Certificate Pinning & Request Signing

Certificate pinning restricts which certificates a client will accept from the server, going beyond standard CA validation. Instead of trusting any certificate signed by any CA in the trust store, the client pins the expected server certificate (or its public key hash) and rejects connections to servers presenting a different certificate — even if that certificate is signed by a trusted CA. This defends against compromised CAs and man-in-the-middle proxies. For MCP clients connecting to known servers, pin the server's public key hash (HPKP-style) rather than the full certificate, so that certificate renewal does not require a client update.

HTTP request signing adds a cryptographic proof that the request was sent by an authorized client and was not modified in transit. The client computes a signature over the HTTP method, URL, headers, and body using its private key, and includes the signature in an Authorization or Signature header. The server verifies the signature using the client's public key. This provides integrity (the request was not tampered with), authenticity (the request came from the key holder), and non-repudiation (the client cannot deny sending the request).
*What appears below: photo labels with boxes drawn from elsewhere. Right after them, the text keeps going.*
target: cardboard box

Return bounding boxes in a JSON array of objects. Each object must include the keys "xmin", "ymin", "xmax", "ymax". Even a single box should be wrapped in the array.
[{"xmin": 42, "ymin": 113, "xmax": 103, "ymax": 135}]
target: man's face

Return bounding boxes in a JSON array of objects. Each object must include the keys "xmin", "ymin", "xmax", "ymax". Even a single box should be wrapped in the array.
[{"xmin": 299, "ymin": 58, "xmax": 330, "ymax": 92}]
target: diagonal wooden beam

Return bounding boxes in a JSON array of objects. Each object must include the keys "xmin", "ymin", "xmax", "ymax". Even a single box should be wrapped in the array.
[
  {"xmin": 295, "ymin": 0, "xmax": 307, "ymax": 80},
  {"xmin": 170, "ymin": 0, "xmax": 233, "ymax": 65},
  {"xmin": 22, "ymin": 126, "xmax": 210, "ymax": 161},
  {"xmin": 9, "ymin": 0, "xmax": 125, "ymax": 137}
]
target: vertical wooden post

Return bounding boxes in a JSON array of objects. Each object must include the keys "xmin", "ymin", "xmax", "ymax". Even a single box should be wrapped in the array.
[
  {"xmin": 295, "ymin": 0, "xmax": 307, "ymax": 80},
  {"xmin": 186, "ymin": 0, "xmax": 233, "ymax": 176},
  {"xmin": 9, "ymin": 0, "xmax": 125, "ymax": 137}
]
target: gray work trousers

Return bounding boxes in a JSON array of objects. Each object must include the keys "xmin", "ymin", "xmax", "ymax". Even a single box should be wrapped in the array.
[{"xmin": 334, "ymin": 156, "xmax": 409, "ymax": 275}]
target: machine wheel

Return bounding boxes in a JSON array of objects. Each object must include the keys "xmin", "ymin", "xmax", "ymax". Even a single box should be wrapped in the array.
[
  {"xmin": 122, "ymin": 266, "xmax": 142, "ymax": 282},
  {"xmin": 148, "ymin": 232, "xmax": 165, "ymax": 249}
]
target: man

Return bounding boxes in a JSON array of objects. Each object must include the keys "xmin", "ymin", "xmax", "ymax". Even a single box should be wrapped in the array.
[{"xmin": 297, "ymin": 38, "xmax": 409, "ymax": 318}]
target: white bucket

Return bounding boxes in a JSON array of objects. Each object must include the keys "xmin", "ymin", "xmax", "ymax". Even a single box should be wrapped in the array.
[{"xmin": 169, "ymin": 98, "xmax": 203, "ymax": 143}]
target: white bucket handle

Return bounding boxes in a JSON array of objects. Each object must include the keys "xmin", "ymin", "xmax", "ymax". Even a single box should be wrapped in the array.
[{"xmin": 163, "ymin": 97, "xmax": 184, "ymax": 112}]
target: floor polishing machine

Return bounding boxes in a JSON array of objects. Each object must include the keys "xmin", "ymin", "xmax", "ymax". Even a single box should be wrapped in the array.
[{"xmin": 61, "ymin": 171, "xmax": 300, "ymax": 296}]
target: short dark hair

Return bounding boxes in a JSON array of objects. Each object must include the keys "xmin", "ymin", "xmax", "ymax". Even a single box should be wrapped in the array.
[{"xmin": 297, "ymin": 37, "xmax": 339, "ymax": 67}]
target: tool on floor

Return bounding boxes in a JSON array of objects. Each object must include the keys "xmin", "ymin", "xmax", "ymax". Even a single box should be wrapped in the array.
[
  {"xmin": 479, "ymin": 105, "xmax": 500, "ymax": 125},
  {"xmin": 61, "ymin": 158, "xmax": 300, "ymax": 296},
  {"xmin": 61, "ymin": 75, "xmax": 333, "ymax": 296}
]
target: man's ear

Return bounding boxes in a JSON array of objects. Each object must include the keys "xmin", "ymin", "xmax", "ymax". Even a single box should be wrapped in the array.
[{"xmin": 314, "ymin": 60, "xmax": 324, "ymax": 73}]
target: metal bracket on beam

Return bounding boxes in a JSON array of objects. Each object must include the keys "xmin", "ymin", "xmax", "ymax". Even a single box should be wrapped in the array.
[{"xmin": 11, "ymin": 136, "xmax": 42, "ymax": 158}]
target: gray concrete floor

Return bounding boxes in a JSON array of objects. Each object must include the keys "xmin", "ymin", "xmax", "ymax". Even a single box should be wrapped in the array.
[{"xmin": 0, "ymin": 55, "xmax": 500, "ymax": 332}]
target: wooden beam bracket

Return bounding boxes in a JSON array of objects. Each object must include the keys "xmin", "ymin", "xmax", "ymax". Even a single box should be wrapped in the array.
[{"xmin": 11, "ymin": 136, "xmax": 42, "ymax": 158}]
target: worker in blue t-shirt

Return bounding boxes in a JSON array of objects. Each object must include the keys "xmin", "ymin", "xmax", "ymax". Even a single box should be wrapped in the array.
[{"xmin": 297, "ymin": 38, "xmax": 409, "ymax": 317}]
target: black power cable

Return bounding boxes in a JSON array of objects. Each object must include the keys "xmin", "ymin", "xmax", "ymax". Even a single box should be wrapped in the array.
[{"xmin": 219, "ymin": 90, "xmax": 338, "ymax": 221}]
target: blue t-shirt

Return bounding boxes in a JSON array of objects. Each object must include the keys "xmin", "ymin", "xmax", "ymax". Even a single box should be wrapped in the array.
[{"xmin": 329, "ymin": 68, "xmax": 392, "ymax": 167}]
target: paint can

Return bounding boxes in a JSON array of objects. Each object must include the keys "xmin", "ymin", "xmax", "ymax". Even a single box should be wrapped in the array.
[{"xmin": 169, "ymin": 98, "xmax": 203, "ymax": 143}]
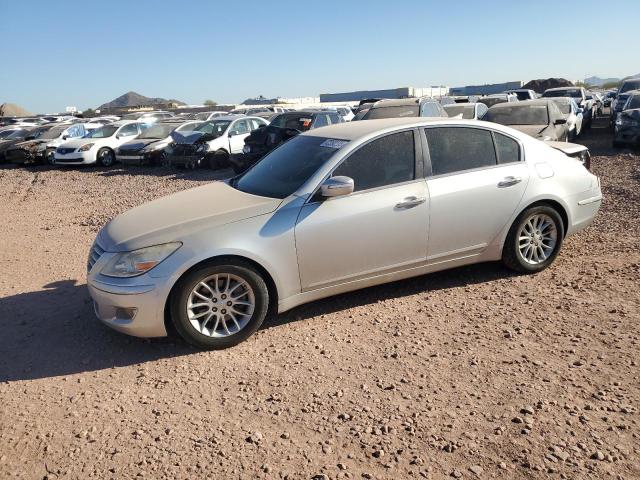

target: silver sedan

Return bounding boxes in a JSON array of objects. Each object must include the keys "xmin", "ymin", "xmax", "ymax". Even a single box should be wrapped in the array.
[{"xmin": 88, "ymin": 118, "xmax": 602, "ymax": 349}]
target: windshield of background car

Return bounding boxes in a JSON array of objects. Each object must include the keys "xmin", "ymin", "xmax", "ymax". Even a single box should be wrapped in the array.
[
  {"xmin": 269, "ymin": 113, "xmax": 313, "ymax": 132},
  {"xmin": 199, "ymin": 120, "xmax": 231, "ymax": 138},
  {"xmin": 618, "ymin": 78, "xmax": 640, "ymax": 93},
  {"xmin": 554, "ymin": 101, "xmax": 571, "ymax": 115},
  {"xmin": 444, "ymin": 105, "xmax": 476, "ymax": 119},
  {"xmin": 40, "ymin": 126, "xmax": 67, "ymax": 140},
  {"xmin": 362, "ymin": 104, "xmax": 420, "ymax": 120},
  {"xmin": 138, "ymin": 124, "xmax": 175, "ymax": 138},
  {"xmin": 484, "ymin": 105, "xmax": 549, "ymax": 125},
  {"xmin": 84, "ymin": 125, "xmax": 118, "ymax": 138},
  {"xmin": 624, "ymin": 95, "xmax": 640, "ymax": 110},
  {"xmin": 232, "ymin": 136, "xmax": 348, "ymax": 198},
  {"xmin": 542, "ymin": 88, "xmax": 582, "ymax": 98}
]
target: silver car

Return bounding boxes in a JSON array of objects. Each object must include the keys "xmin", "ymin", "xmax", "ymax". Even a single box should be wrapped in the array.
[{"xmin": 88, "ymin": 118, "xmax": 602, "ymax": 349}]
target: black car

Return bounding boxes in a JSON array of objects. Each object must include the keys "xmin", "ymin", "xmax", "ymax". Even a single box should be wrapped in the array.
[
  {"xmin": 229, "ymin": 110, "xmax": 343, "ymax": 173},
  {"xmin": 0, "ymin": 127, "xmax": 49, "ymax": 163},
  {"xmin": 613, "ymin": 90, "xmax": 640, "ymax": 147}
]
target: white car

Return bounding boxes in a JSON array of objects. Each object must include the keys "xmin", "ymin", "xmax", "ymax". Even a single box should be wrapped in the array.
[
  {"xmin": 167, "ymin": 115, "xmax": 269, "ymax": 169},
  {"xmin": 55, "ymin": 120, "xmax": 146, "ymax": 167},
  {"xmin": 87, "ymin": 117, "xmax": 602, "ymax": 348},
  {"xmin": 549, "ymin": 97, "xmax": 584, "ymax": 142}
]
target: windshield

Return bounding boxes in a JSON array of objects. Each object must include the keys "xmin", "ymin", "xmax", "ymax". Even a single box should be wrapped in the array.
[
  {"xmin": 362, "ymin": 105, "xmax": 420, "ymax": 120},
  {"xmin": 542, "ymin": 88, "xmax": 582, "ymax": 98},
  {"xmin": 269, "ymin": 113, "xmax": 313, "ymax": 131},
  {"xmin": 625, "ymin": 95, "xmax": 640, "ymax": 110},
  {"xmin": 232, "ymin": 136, "xmax": 348, "ymax": 198},
  {"xmin": 619, "ymin": 78, "xmax": 640, "ymax": 93},
  {"xmin": 199, "ymin": 120, "xmax": 231, "ymax": 138},
  {"xmin": 138, "ymin": 124, "xmax": 174, "ymax": 138},
  {"xmin": 84, "ymin": 125, "xmax": 118, "ymax": 138},
  {"xmin": 40, "ymin": 127, "xmax": 67, "ymax": 140},
  {"xmin": 553, "ymin": 100, "xmax": 571, "ymax": 115},
  {"xmin": 478, "ymin": 97, "xmax": 508, "ymax": 107},
  {"xmin": 484, "ymin": 105, "xmax": 549, "ymax": 125},
  {"xmin": 444, "ymin": 104, "xmax": 476, "ymax": 119}
]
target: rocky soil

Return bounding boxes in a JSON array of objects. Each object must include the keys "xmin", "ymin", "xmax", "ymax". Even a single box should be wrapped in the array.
[{"xmin": 0, "ymin": 117, "xmax": 640, "ymax": 479}]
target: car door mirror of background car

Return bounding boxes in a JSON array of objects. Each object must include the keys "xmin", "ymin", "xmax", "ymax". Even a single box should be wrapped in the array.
[{"xmin": 320, "ymin": 176, "xmax": 354, "ymax": 198}]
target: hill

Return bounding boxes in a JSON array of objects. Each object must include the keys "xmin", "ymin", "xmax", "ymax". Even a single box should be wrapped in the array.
[
  {"xmin": 0, "ymin": 103, "xmax": 33, "ymax": 117},
  {"xmin": 98, "ymin": 92, "xmax": 184, "ymax": 110}
]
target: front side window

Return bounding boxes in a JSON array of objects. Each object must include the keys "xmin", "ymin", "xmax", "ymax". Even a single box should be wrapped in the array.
[
  {"xmin": 118, "ymin": 123, "xmax": 138, "ymax": 137},
  {"xmin": 425, "ymin": 127, "xmax": 497, "ymax": 175},
  {"xmin": 493, "ymin": 132, "xmax": 520, "ymax": 164},
  {"xmin": 333, "ymin": 131, "xmax": 415, "ymax": 192}
]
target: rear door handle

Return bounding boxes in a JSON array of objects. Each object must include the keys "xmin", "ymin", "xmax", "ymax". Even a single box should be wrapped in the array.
[
  {"xmin": 498, "ymin": 177, "xmax": 522, "ymax": 188},
  {"xmin": 396, "ymin": 197, "xmax": 427, "ymax": 208}
]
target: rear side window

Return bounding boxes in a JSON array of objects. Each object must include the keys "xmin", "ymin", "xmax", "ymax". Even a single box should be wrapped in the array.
[
  {"xmin": 333, "ymin": 131, "xmax": 415, "ymax": 192},
  {"xmin": 493, "ymin": 132, "xmax": 520, "ymax": 163},
  {"xmin": 425, "ymin": 127, "xmax": 497, "ymax": 175}
]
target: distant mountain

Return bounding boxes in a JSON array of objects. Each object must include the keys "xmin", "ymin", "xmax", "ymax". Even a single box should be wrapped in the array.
[
  {"xmin": 98, "ymin": 92, "xmax": 185, "ymax": 110},
  {"xmin": 0, "ymin": 103, "xmax": 32, "ymax": 117},
  {"xmin": 584, "ymin": 76, "xmax": 620, "ymax": 87}
]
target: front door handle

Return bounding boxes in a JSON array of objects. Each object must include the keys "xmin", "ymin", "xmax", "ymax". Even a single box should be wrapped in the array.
[
  {"xmin": 396, "ymin": 197, "xmax": 427, "ymax": 208},
  {"xmin": 498, "ymin": 177, "xmax": 522, "ymax": 188}
]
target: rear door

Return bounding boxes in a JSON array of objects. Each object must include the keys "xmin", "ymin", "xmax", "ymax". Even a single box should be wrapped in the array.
[{"xmin": 424, "ymin": 126, "xmax": 529, "ymax": 263}]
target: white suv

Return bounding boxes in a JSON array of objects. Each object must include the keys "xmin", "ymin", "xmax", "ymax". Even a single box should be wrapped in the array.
[{"xmin": 55, "ymin": 120, "xmax": 146, "ymax": 167}]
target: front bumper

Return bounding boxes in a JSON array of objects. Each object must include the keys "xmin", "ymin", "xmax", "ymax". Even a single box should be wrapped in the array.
[
  {"xmin": 87, "ymin": 279, "xmax": 167, "ymax": 337},
  {"xmin": 54, "ymin": 150, "xmax": 96, "ymax": 165}
]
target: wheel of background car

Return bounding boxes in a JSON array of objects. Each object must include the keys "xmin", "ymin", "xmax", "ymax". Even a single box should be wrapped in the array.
[
  {"xmin": 97, "ymin": 148, "xmax": 115, "ymax": 167},
  {"xmin": 209, "ymin": 150, "xmax": 229, "ymax": 170},
  {"xmin": 502, "ymin": 205, "xmax": 564, "ymax": 273},
  {"xmin": 170, "ymin": 260, "xmax": 269, "ymax": 350},
  {"xmin": 44, "ymin": 148, "xmax": 56, "ymax": 165}
]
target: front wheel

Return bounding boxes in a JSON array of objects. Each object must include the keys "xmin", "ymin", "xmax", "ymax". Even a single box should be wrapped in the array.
[
  {"xmin": 97, "ymin": 148, "xmax": 116, "ymax": 167},
  {"xmin": 170, "ymin": 261, "xmax": 269, "ymax": 350},
  {"xmin": 502, "ymin": 205, "xmax": 564, "ymax": 273}
]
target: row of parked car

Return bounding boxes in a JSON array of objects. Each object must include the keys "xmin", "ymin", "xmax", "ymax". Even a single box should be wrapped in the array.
[{"xmin": 0, "ymin": 79, "xmax": 640, "ymax": 172}]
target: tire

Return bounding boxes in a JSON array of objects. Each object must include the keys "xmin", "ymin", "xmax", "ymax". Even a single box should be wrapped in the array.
[
  {"xmin": 502, "ymin": 205, "xmax": 564, "ymax": 273},
  {"xmin": 96, "ymin": 148, "xmax": 116, "ymax": 167},
  {"xmin": 209, "ymin": 150, "xmax": 230, "ymax": 170},
  {"xmin": 170, "ymin": 260, "xmax": 269, "ymax": 350}
]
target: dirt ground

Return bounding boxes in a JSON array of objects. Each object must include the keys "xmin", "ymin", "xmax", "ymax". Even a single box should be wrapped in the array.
[{"xmin": 0, "ymin": 116, "xmax": 640, "ymax": 479}]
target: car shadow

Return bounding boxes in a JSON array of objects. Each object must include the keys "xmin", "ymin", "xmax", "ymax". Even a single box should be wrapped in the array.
[{"xmin": 0, "ymin": 263, "xmax": 514, "ymax": 382}]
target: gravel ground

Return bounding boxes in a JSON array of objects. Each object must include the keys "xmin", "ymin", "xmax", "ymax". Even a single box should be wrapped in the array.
[{"xmin": 0, "ymin": 117, "xmax": 640, "ymax": 479}]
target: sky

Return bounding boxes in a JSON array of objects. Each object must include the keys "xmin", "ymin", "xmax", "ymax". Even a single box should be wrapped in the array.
[{"xmin": 0, "ymin": 0, "xmax": 640, "ymax": 113}]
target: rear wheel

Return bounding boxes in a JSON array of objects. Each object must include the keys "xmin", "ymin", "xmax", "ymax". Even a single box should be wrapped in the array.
[
  {"xmin": 170, "ymin": 261, "xmax": 269, "ymax": 350},
  {"xmin": 96, "ymin": 148, "xmax": 116, "ymax": 167},
  {"xmin": 502, "ymin": 205, "xmax": 564, "ymax": 273}
]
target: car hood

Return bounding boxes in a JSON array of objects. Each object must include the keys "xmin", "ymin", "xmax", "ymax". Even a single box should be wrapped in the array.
[
  {"xmin": 98, "ymin": 181, "xmax": 282, "ymax": 252},
  {"xmin": 120, "ymin": 138, "xmax": 166, "ymax": 150},
  {"xmin": 509, "ymin": 125, "xmax": 548, "ymax": 138}
]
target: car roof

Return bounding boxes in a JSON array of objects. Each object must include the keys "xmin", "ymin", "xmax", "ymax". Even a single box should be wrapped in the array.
[
  {"xmin": 371, "ymin": 97, "xmax": 435, "ymax": 108},
  {"xmin": 301, "ymin": 117, "xmax": 512, "ymax": 141},
  {"xmin": 491, "ymin": 98, "xmax": 554, "ymax": 110}
]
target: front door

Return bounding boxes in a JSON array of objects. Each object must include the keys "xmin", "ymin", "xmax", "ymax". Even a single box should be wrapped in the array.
[
  {"xmin": 425, "ymin": 127, "xmax": 529, "ymax": 263},
  {"xmin": 295, "ymin": 130, "xmax": 429, "ymax": 290}
]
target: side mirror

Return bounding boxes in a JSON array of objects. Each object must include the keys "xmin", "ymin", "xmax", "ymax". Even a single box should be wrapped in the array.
[{"xmin": 320, "ymin": 176, "xmax": 353, "ymax": 198}]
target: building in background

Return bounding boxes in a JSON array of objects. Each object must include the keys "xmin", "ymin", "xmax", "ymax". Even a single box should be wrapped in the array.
[
  {"xmin": 450, "ymin": 80, "xmax": 524, "ymax": 96},
  {"xmin": 320, "ymin": 86, "xmax": 449, "ymax": 103}
]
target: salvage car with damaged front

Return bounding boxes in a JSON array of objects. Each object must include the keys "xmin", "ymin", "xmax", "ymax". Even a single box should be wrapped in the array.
[{"xmin": 165, "ymin": 115, "xmax": 267, "ymax": 169}]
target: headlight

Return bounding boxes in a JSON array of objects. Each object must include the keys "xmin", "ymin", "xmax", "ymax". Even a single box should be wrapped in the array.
[
  {"xmin": 78, "ymin": 143, "xmax": 94, "ymax": 152},
  {"xmin": 100, "ymin": 242, "xmax": 182, "ymax": 277}
]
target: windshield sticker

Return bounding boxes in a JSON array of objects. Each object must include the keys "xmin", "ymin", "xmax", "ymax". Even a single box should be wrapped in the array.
[{"xmin": 320, "ymin": 138, "xmax": 349, "ymax": 148}]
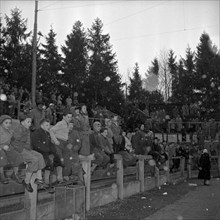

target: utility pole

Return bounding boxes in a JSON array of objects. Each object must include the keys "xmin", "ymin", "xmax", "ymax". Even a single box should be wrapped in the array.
[{"xmin": 31, "ymin": 0, "xmax": 38, "ymax": 107}]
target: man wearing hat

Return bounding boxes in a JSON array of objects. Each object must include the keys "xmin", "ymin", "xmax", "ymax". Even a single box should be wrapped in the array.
[
  {"xmin": 45, "ymin": 103, "xmax": 56, "ymax": 125},
  {"xmin": 0, "ymin": 115, "xmax": 23, "ymax": 184},
  {"xmin": 30, "ymin": 101, "xmax": 45, "ymax": 131},
  {"xmin": 11, "ymin": 114, "xmax": 45, "ymax": 192}
]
Request signing is stronger than bearer tokens because a stolen token can be replayed; a signing key requires the attacker to compute new signatures.

Combining mTLS, certificate pinning, and request signing creates a layered authentication stack for high-security MCP deployments. mTLS proves the client is authorized at the transport layer. Certificate pinning ensures the server is the expected server, not an impersonator. Request signing proves each individual request is authentic and unmodified. Each layer catches threats the others miss: mTLS catches unauthorized clients, pinning catches compromised CAs, signing catches request tampering by intermediaries that terminate TLS.